The study, published in the British Journal of Clinical Pharmacology, examined whether the pictograms used in France on medicines labelling, which indicate whether it is safe to drive while taking a medicine, are linked to a reduction in traffic accidents in people taking the medicines.

The pictogram system has three levels: yellow for “be careful,” orange for “be very careful” and red for “do not drive”.

A team led by Ludivine Orriols, and Emmanuel Lagarde, of the University of Bordeaux analyzed information from three French national databases and matched it to the national health care insurance database, police reports, and the national police database of injurious crashes.

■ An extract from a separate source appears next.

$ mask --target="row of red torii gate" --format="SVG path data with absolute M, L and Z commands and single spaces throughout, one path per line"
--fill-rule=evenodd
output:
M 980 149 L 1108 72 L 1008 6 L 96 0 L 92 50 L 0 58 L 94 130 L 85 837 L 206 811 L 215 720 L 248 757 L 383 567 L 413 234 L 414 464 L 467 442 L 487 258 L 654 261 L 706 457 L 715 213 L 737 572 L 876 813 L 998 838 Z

The three drug classes considered were those with the most consistent evidence for a causal association with the risk of road traffic crashes: benzodiazepine anxiolytics, benzodiazepine hypnotics, and z-hypnotics.

Use of benzodiazepine anxiolytics was associated with a 42% increased likelihood of being responsible for a road traffic crash during the pre-intervention period.

The increased risk disappeared after introduction of the pictogram but became significant again in later time periods (19% and 35% increased risks in the third and fourth periods studied, respectively).

This trend was similar for benzodiazepine hypnotics, although fewer individuals took these drugs, making the results insignificant.

Even worse, the risk of being responsible for a crash increased in users of z-hypnotics across the study period (with 24, 32, and 32% increased risks in periods 2, 3, and 4, respectively).

The findings question the efficacy of the measure for promoting awareness about the effect of medicines on driving abilities, the authors say.

“We estimated that medicinal drug consumption is responsible for around three percent of road traffic crashes,” says Dr Orriols.

“Prevention policies should be revisited towards the general driving population but also towards healthcare professionals, including general practitioners and pharmacists,” says Dr Lagarde.